ASUS Maximus VI Hero offers the build quality and some exclusive features like any other ROG board, but for more reasonable price.

In the past, those overclockers who wants a ROG board, but can't afford a price of flagship Maximus Extreme had only one possible option - Maximus Gene, even if they actually don't need mATX board.

Now they have another alternative in the list - Maximus VI Hero with ATX form factor and the price almost the same as Maximus Gene (currently Gene is only $5 cheaper than Hero newegg).
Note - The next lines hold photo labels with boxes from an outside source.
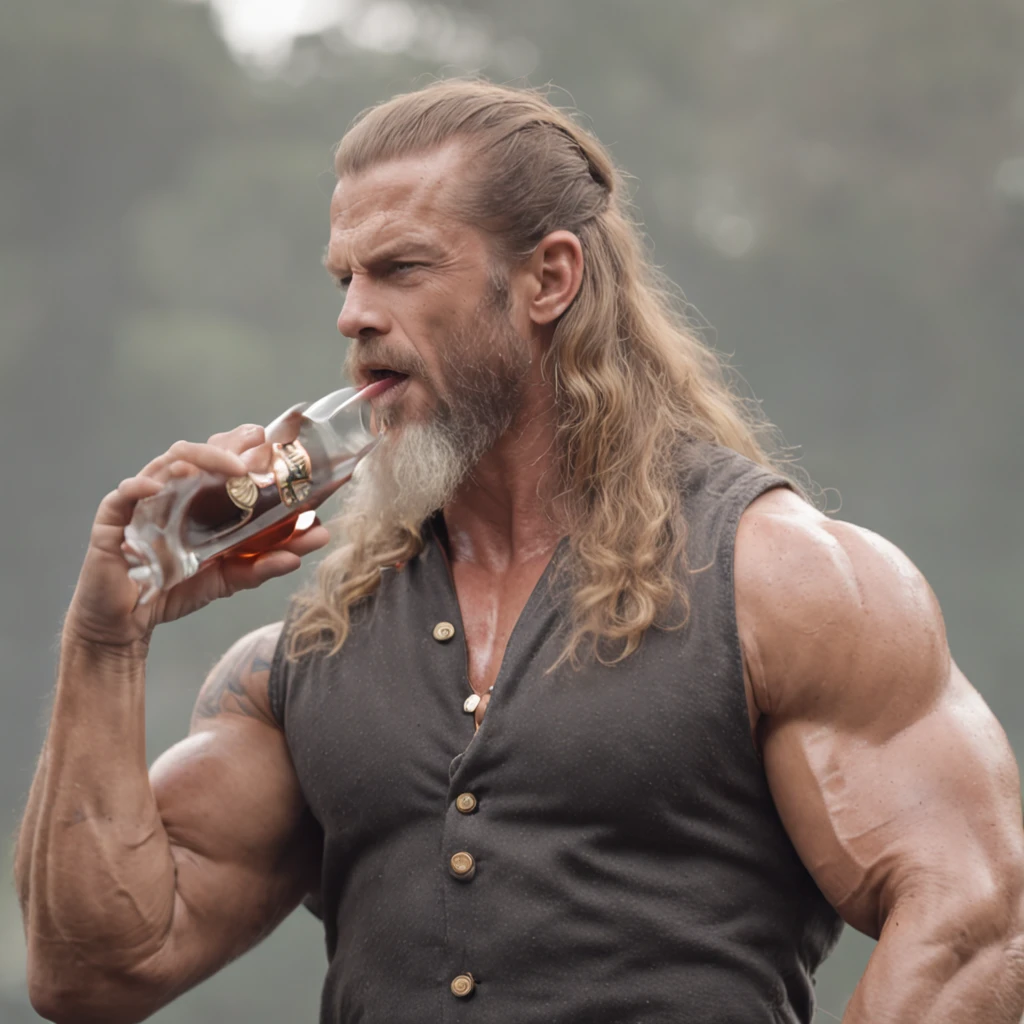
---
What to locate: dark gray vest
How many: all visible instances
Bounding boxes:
[270,444,841,1024]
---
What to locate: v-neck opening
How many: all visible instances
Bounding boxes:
[427,513,568,762]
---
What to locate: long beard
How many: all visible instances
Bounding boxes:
[340,286,530,532]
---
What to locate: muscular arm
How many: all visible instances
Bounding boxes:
[16,626,318,1024]
[736,492,1024,1024]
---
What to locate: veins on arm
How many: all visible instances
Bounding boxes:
[190,626,280,731]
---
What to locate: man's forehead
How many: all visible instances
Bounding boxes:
[331,146,462,248]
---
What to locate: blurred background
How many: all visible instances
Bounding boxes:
[0,0,1024,1024]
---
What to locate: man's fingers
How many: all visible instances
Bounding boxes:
[207,423,266,455]
[138,441,249,480]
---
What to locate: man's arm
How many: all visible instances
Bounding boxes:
[735,492,1024,1024]
[17,624,319,1024]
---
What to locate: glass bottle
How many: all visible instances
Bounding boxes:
[121,382,383,604]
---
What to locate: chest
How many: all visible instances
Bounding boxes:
[286,548,763,848]
[451,552,551,700]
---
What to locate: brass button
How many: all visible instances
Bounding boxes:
[452,974,476,999]
[449,852,476,882]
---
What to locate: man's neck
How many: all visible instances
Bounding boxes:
[443,384,565,572]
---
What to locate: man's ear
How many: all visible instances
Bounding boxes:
[526,230,583,325]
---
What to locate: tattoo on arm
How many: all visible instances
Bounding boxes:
[191,631,278,727]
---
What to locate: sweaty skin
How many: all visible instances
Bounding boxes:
[15,148,1024,1024]
[735,490,1024,1024]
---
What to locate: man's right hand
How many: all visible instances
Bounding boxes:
[63,424,330,648]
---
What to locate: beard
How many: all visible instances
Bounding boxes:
[341,280,530,532]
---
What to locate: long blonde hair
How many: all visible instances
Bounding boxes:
[289,79,790,663]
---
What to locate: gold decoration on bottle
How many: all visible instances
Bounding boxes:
[273,441,313,508]
[224,476,259,526]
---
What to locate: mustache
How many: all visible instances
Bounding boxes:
[345,341,430,380]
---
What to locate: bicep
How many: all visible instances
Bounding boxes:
[138,633,319,989]
[764,666,1022,936]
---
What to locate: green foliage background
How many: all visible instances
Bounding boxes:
[0,0,1024,1024]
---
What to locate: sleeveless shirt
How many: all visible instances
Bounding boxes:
[270,442,842,1024]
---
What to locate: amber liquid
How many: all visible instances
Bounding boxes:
[181,428,331,561]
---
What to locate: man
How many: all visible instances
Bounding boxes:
[16,82,1024,1024]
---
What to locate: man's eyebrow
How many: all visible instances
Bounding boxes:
[321,239,443,276]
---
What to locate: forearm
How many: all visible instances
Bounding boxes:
[15,638,175,983]
[843,908,1024,1024]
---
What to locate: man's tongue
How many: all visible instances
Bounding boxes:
[362,370,408,398]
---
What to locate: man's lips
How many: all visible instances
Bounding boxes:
[359,374,409,398]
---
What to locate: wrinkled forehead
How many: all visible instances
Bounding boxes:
[328,146,469,265]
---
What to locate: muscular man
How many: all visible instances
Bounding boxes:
[16,82,1024,1024]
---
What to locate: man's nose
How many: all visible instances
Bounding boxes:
[338,274,391,338]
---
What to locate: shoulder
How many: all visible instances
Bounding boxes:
[735,489,950,730]
[191,622,284,732]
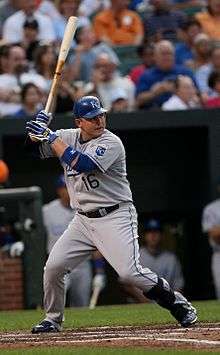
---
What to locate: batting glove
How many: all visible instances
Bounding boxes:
[92,273,106,290]
[36,110,53,127]
[26,120,58,144]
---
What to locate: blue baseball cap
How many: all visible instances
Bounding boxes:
[144,218,161,232]
[55,174,66,189]
[73,96,107,120]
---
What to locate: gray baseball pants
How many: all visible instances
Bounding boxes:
[44,203,158,325]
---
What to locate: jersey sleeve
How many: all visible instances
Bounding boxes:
[39,129,77,159]
[84,138,123,172]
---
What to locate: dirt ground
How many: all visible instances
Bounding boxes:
[0,323,220,351]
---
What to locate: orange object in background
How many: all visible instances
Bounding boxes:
[0,159,9,184]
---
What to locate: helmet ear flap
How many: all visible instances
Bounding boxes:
[73,96,107,119]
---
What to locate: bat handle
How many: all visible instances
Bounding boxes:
[44,60,65,113]
[89,286,101,309]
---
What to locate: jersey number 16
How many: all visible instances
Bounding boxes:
[82,174,99,191]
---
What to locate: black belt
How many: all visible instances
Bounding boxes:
[78,204,119,218]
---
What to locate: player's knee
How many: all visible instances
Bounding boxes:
[119,267,143,283]
[44,260,65,279]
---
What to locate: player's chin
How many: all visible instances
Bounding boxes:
[94,127,104,137]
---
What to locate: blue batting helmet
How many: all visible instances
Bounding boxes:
[73,96,107,119]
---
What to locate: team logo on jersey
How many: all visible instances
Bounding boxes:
[95,145,106,157]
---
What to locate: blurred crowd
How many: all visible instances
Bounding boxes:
[0,0,220,118]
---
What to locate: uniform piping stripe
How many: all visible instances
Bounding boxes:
[129,207,159,284]
[85,153,105,173]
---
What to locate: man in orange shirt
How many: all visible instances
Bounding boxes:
[93,0,144,46]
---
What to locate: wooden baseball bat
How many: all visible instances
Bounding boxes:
[44,16,77,113]
[89,286,102,309]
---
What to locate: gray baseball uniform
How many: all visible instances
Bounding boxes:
[43,199,93,307]
[202,199,220,299]
[40,129,158,324]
I had opportunity to test ASUS Maximus VI Hero for a while and now I bring the results to your attention.

 

Specification

 

Vendor: ASUS

Model: Maximus VI Hero

CPU Support: Intel Core i5/i7 LGA1150

System bus: DMI 2.0, 20 GBps

Chipset: Intel Z87 (Lynx Point)

RAM support: 4x DDR3 DIMM slots up to 32 GBytes with dual channel support

Expansion slots:

- 2x PCI-E 3.0 x16 (works in x16+x0 or x8+x8 mode)

- 1x PCI-E 2.0 x16 (works in x4 or x1 mode, depends on PCI-E 2.0 x1 slots usage)

- 3x PCI-E 2.0 x1

Multi-GPU support: SLI and CrossFireX - up to 2 video cards

SATA support:

- 6x SATA3 6 GBps ports (using Intel Z87 PCH)

- 2x SATA3 6 GBps ports (using ASMedia ASM1061)

eSATA support: none

mSATA support: none

RAID support: RAID 0/1/5/10 (using Intel Z87 PCH)

On-board LAN: Intel I217-V Gigabit Ethernet

On-board Sound: ROG Supreme FX Audio (Realtek ALC1150 7.1 Channel HD-Audio Codec)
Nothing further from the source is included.